“Gênero na escola e democracia à brasileira”, por Fabiane Simioni
Em artigo publicado na edição 33 da Revista Conteúdo, a a professora da Universidade Federal do Rio Grande (FURG) e doutora em Direito, Fabiane Simioni, faz uma análise da retirada do termo “gênero” do Plano Nacional de Educação (PNE) e de planos estaduais e municipais.
Fabiane, que também é integrante do conselho diretor da ONG Themis – Gênero, Justiça e Direitos Humanos, aponta a linha antidemocrática e conservadora presente nos vetos. Confira abaixo.
por Fabiane Simioni
No ano de 2015, mais de 45 anos depois que autoras e autores das ciências sociais começaram a problematizar as relações de gênero no Brasil, vimos a retirada, do Plano Nacional de Educação, seguido dos estaduais e municipais, de qualquer referência ao termo “gênero”. Os vetos dos respectivos parlamentos se direcionaram para as metas de combate à discriminação racial, de orientação sexual ou de identidade de gênero, pesquisas sobre a permanência de transexuais ou transgêneros na escola, bem como sobre programas de formação continuada para professoras e professores em gênero, diversidade e orientação sexual.
Legisladores alinhados a diferentes partidos políticos, mas aglutinadosem torno de crenças religiosas dogmáticas consideraram que esses temas representam um problema para a família tradicional brasileira, porque subverteriamos conceitos de mulher e de homem, de matrimônio e de maternidade.
Trata-se, podemos afirmar, de uma reação a algumas conquistas jurídicas e sociais em termos de representatividade e de garantia de direitos para segmentos historicamente invisibilizados em uma sociedade hierárquica e desigual como a brasileira. É como se houvesse uma disputa para a retomada daquilo que se convencionou como tradicional e foi construído como hegemônico para conter “o outro”, aquele considerado desviante, subversivo, impuro ou abjeto.
Entretanto, essa nova cruzada contra corpos/sujeitos específicos (porque nem todos são dotados dos mesmos privilégios no acesso aos modos de distribuição de bens, recursos e prestígio) revela uma faceta antidemocrática que acabou por acalentar as mentes e os corações mais conservadores, mesmo daqueles que não compartilhavam os mesmos compromissos políticos com quaisquer práticas religiosas. Nesse caso, a democracia, como valor e como bem públicos, é atacada porque a regra do igual respeito e igual consideração é deturpada para dar lugar a reminiscências atávicas de um projeto de heteronormatividade compulsória.
As vozes contrárias ao debate sobre a inclusão de “gênero” como um tema que também diz respeito à escola pressupõem que as famílias é que são responsáveis pela formação de crianças e adolescentes sobre questões pertinentes às formas de expressão da sexualidade e da identidade de gênero. É como fosse possível à escola esconder a pluralidade de estilos de vida ou de cosmovisões de mundo presente nas sociedades contemporâneas ou no interior das próprias famílias de origem suas alunas e alunos.

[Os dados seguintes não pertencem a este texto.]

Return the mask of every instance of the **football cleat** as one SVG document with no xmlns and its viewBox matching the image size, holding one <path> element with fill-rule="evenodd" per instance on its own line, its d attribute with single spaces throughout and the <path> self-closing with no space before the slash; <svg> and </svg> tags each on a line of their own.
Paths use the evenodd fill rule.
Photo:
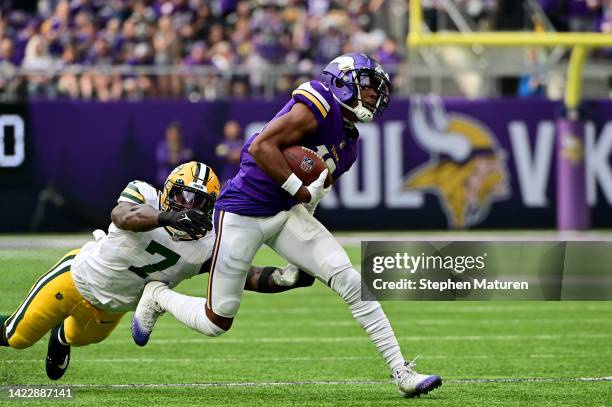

A abordagem das relações de gênero no contexto escolar, entretanto, está inscrita em um marco de combate a todas as formas de violência e de discriminação, como também em normas nacionais e internacionais ratificadas pelo Estado brasileiro. De acordo com a Constituição Federal de 1988, a proteção de direitos fundamentais tem como fundamento a proibição de discriminação em razão de sexo, de gênero ou de orientação sexual. Não por acaso, o texto constitucional de 1988 permitiu ao Brasil a ratificação e consequente incorporação no âmbito doméstico de uma série de tratados internacionais de direitos humanos, os quais servem de instrumentos para a denúncia de práticas discriminatórias e a promoção de não violência.
A tentativa de negar vigência a normas nacionais e internacionais através da retirada de quaisquer referências à palavra gênero é inconstitucional, antidemocrática e ilegal porque pretende a exclusão da proteção contras diferentes espécies de discriminação e de violência a que estão mais facilmente submetidos determinados grupos sociais. Em uma democracia à moda brasileira os parlamentos perderam uma ótima oportunidade para promoção de uma cultura de respeito às diferenças e de não-violência.